The official said that Japan currently imposed three types of taxes on automobiles: once on purchase, then an annual automobile tax based on engine size and, finally, a weight tax at inspections required once every two years. Over and above this, there is GST at the highest applicable rate, the official said.
Sources also cited the example of the EU where the base rate for VAT/GST on automobiles ranges from 20 per cent to 25 per cent, with a string of other taxes varying with jurisdiction.
“The UK charges vehicle excise duties that vary with car emission norms and has 14 rate slabs varying from zero to £2,175 a year with a surcharge of £325 in the first year and £150 for expensive vehicles,” a source said.
“Besides, there are road usage charges. Further, high parking charges are common across the globe. Most of the countries provide certain concessions to electric vehicles. Given this, it would be unfair to claim that the GST rates in India are astounding or a demand dampener.”
Ravi Bhatia, president and director, JATO Dynamics, an automotive research firm, said: “It is not wrong for industry to seek a stable policy framework and globally comparable taxation regime. ‘Make in India’ can happen only when the government puts money where its mouth is.”
He added: “We have idle capacity and that hurts profitability in a very big way. This sector also has employment generation potential which is not being utilised…. For a country which can economically benefit from improving mobility, the auto sector wants to be seen as a facilitator of economic growth and not a burden or a sin good.”
It is hard to say why the dissent has erupted now after months of poor automobile sales.
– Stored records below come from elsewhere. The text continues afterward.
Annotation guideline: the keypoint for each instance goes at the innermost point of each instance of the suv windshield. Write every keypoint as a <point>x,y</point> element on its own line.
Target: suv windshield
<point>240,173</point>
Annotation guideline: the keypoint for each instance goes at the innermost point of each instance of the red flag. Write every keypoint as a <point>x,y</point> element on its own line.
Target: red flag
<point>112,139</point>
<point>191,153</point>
One view is that the carmakers want to head off the possibility of the GST Council tinkering with rates again — especially raising the compensation cess on high-end cars — at a time when the Centre is locked with the states in a battle over unpaid dues and inadequate compensation payouts to make up for the shortfall.
The issue is likely to come to a head on October 5 when the GST Council is to meet with the states, which are being asked to vote on two stark and disagreeable options: either borrow a sum of Rs 97,000 crore from a special window to be created by the Reserve Bank of India to meet a small part of the expected Rs 3 lakh crore shortfall in GST collections this year, or raise the entire uncovered sum of Rs 2.35 lakh crore in the form of debt.
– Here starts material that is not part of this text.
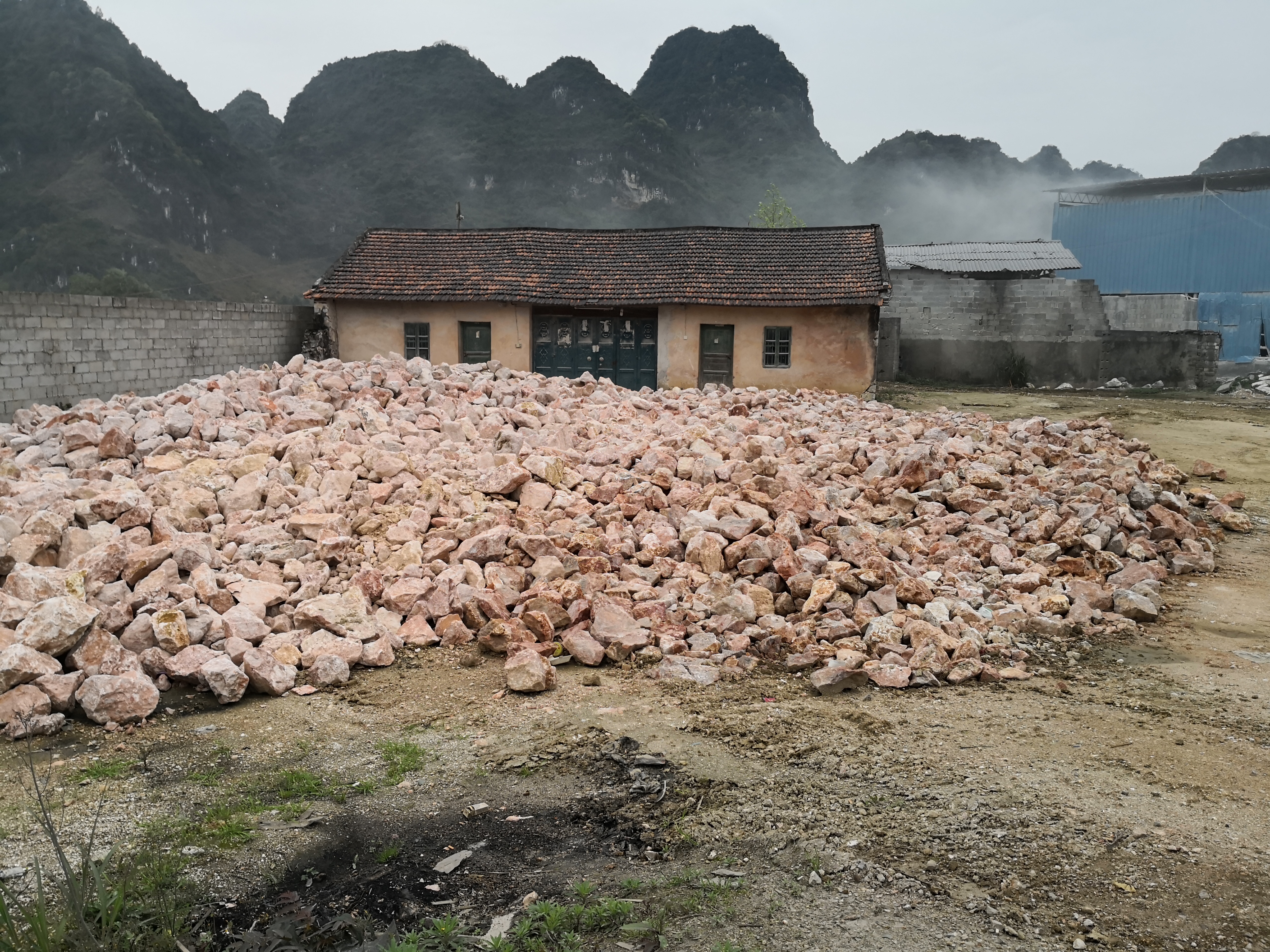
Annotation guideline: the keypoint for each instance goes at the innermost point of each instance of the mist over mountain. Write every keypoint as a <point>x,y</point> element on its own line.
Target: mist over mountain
<point>1240,153</point>
<point>250,121</point>
<point>107,163</point>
The GST compensation cess is expected to raise a paltry Rs 65,000 crore this year, creating a gaping hole in the states’ finances.
The Modi government has broken a circle of trust after it disclaimed its constitutional obligation to compensate the states for any annual shortfall in tax collections this year.
Automakers fear that the compensation cess -- which is levied on cigarettes, pan masala, aerated drinks and cars that are more than 4 metres long — might be raised to meet a part of the dues, which would wreck their operations.
The GST Council was supposed to meet on Saturday but will now meet after the end of the current session of Parliament.